Contexte et objectifs

En été 2025, l’auteur du blog a publié HellGates, un crackme basé sur un processeur 32 bits entièrement décrit en VHDL. Le CPU est bit‑addressable (contrairement aux architectures classiques qui sont byte‑addressable) et chaque mot de mémoire est chiffré. Après une année sans solution, GPT‑6 a résolu le défi en 20‑30 minutes sur la plateforme SRE‑Bench, révélant une faiblesse majeure du schéma de protection.

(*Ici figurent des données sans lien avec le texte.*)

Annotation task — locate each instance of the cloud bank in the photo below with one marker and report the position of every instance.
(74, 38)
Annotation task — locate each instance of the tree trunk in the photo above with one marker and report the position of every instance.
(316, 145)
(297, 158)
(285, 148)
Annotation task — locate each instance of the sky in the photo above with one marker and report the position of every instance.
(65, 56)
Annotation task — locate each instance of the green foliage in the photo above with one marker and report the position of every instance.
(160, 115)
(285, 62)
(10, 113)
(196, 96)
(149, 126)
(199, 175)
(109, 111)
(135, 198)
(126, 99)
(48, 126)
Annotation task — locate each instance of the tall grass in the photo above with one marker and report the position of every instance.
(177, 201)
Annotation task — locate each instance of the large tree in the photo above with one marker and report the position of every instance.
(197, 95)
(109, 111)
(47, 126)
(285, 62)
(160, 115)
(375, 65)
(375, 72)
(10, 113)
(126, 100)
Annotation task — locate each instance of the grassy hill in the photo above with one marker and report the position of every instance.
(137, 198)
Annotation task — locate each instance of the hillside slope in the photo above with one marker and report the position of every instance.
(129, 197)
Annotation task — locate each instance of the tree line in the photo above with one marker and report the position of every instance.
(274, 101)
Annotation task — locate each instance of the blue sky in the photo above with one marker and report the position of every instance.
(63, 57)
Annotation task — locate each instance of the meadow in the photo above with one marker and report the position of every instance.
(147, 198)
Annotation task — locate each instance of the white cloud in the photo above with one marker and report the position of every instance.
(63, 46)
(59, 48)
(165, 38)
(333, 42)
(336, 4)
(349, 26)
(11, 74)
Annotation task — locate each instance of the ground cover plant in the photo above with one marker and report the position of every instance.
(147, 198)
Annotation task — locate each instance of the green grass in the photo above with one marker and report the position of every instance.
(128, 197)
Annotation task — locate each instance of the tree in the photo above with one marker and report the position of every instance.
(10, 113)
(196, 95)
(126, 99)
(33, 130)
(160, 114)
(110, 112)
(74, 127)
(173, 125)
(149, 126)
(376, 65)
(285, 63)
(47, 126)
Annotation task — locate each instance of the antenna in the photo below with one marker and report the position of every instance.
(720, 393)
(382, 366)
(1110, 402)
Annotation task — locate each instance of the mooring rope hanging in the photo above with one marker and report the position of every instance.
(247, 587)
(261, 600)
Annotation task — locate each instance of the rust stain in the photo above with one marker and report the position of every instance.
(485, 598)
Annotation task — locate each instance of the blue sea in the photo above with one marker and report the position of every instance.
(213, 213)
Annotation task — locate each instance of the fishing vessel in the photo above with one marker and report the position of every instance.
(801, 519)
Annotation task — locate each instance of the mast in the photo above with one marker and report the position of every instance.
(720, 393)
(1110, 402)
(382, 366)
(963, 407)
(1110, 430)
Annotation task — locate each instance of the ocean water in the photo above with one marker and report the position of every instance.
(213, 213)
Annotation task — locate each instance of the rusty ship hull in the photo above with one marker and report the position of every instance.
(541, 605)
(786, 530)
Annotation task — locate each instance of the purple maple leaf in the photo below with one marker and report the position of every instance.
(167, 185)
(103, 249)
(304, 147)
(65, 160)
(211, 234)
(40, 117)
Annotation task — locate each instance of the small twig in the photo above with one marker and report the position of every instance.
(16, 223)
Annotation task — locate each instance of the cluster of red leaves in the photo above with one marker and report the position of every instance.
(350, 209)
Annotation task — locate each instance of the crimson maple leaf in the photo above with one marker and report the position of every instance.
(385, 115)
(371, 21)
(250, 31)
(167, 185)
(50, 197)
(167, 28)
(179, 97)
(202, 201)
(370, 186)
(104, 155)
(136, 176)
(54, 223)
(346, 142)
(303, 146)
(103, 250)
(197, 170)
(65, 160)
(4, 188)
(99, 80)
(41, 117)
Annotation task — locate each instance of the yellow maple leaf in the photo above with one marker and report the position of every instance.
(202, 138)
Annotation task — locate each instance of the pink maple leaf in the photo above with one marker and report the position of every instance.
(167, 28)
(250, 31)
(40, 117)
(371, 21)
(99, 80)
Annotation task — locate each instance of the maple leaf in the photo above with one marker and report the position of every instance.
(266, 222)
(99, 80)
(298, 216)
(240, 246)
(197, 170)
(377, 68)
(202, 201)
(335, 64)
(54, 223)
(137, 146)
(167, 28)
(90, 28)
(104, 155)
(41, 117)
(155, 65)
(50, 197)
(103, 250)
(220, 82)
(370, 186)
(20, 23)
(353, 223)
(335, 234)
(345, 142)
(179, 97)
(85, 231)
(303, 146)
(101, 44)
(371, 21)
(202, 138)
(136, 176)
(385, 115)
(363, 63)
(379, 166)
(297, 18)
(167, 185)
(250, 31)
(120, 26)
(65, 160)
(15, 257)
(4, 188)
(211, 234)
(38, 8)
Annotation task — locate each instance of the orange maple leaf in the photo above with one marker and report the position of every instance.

Architecture du processeur et du chiffrement

Le cœur du processeur comporte 16 registres généraux de 32 bits et un ensemble de registres spéciaux (overflow_flag, condition_flag, program_counter, key_modifiers, index_for_key_modifier, tea_pseudo_random_state). Les opérations supportées sont les classiques ALU (add, sub, mul, div, shift, rotate) ainsi que des instructions de lecture/écriture mémoire et de branchement. Les opcodes sont codés sur 5 bits, comme le montre l’extrait suivant :

constant opcode_type_or      : opcode_type := "00001";
constant opcode_type_and     : opcode_type := "00010";
constant opcode_type_not     : opcode_type := "00011";
constant opcode_type_add     : opcode_type := "00100";
constant opcode_type_substract : opcode_type := "00101";
... // suite des opcodes

La mémoire utilise un bloc de chiffrement de 64 bits, identique à la taille d’un mot. L’accès bit‑par‑bit impose un alignement strict : lire à l’adresse 0x10001 nécessite de combiner deux mots de 64 bits, comme illustré dans le code C++ fourni dans l’article. Cette contrainte rend la lecture d’instructions non alignées complexe et augmente la surface d’erreur si le chiffrement est mal implémenté.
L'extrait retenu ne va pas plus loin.